When my dear friend Alan F. Segal died at age 65 on Sunday, February 13, this earthly world lost a diligent, productive scholar of religions and a sparkling lecturer and teacher. And more than that, a great force of positive energy departed from our midst.
I knew Alan for over thirty years. During that time he served as a professor of religion at Barnard College in New York City and lived in nearby Ho-Ho-Kus. We met at first in professional circumstances as young professors of religion at conferences at Brown University and at the annual meetings of the Society of Biblical Literature and American Academy of Religion. Both of us were enthusiastically discovering new facts and making original insights in areas of ancient religions. I concentrated more on explicating problems within the Talmud and Jewish liturgy.
Alan’s interests and energies ranged more broadly.

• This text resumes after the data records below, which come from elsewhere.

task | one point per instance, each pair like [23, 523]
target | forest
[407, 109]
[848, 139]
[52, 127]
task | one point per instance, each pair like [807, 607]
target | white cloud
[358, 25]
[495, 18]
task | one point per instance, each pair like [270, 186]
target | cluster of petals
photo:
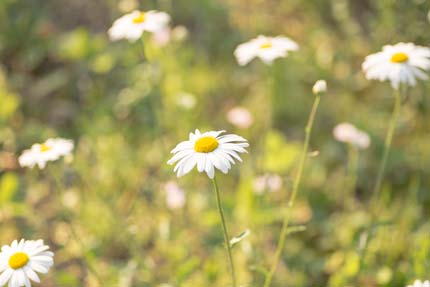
[348, 133]
[40, 154]
[132, 25]
[401, 64]
[208, 151]
[20, 261]
[266, 48]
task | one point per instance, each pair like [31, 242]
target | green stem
[377, 190]
[296, 185]
[387, 143]
[224, 228]
[352, 172]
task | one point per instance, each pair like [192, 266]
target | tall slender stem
[387, 143]
[296, 185]
[380, 176]
[224, 228]
[352, 171]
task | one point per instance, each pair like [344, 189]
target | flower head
[419, 283]
[20, 261]
[240, 117]
[40, 154]
[319, 87]
[346, 132]
[208, 150]
[132, 25]
[266, 48]
[402, 63]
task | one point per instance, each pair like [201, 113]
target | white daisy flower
[419, 283]
[40, 154]
[20, 261]
[208, 151]
[319, 87]
[132, 25]
[402, 63]
[348, 133]
[266, 48]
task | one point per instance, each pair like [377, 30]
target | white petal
[5, 276]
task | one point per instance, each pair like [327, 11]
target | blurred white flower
[266, 48]
[240, 117]
[208, 150]
[20, 261]
[162, 37]
[346, 132]
[132, 25]
[175, 196]
[267, 182]
[402, 63]
[419, 283]
[319, 87]
[40, 154]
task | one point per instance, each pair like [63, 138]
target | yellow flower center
[45, 148]
[206, 144]
[18, 260]
[399, 57]
[139, 18]
[266, 45]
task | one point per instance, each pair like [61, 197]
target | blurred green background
[104, 213]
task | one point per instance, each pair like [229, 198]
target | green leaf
[235, 240]
[8, 186]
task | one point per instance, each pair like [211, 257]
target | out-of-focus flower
[346, 132]
[267, 182]
[20, 261]
[266, 48]
[40, 154]
[175, 196]
[402, 63]
[419, 283]
[208, 150]
[240, 117]
[162, 38]
[319, 87]
[132, 25]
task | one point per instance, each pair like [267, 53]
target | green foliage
[126, 105]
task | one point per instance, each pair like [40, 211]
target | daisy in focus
[266, 48]
[208, 151]
[20, 261]
[402, 63]
[348, 133]
[132, 25]
[419, 283]
[40, 154]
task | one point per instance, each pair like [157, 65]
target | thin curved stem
[387, 143]
[225, 231]
[380, 176]
[352, 173]
[296, 185]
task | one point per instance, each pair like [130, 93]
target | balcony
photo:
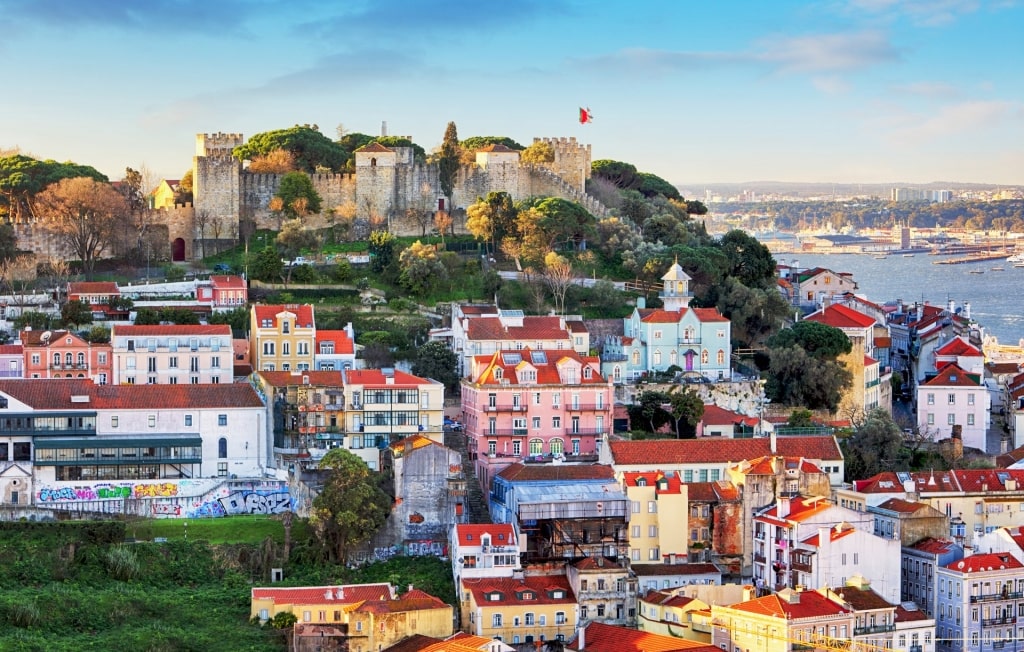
[583, 407]
[873, 628]
[991, 622]
[991, 597]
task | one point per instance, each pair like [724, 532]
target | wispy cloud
[219, 16]
[953, 120]
[820, 54]
[930, 13]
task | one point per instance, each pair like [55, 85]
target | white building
[172, 354]
[952, 398]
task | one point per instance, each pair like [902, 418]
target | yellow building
[368, 617]
[658, 522]
[282, 338]
[670, 613]
[521, 610]
[781, 621]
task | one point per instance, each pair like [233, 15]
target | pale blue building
[696, 340]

He wrote at first about various topics such as mysticism and sectarianism in ancient Judaism that were published in his books "Two Powers in Heaven" and "The Other Judaisms of Late Antiquity." He branched out in a major work, "Rebecca's Children: Judaism and Christianity in the Roman World," to explain how Judaism and Christianity took shape as sibling religions in late antiquity. And next he tackled the images of the apostle Paul, the founder of Christianity in "Paul the Convert: The Apostasy and Apostolate of Saul of Tarsus." Some scholars have called that publication the most important recent book on the subject of Paul.


Subsequently, Alan spent a decade investigating death and the afterlife in the world’s religions and published the results in "Life After Death: The Afterlife in Western Religions." His final book, which turns to subjects of ancient Israel, is complete and at the press awaiting publication. It surely will be influential in its own right. All of his books are widely cited in the scholarly literature.
Years ago, we discovered that we also shared a passion for new technologies. We continually probed how the newest software and hardware inventions could help us investigate some of the oldest and most puzzling problems of how humankind had searched in the past for God. At our professional conferences we talked together in equal measures about the theories and texts of scholars and about the releases and versions of advanced word processors and computers.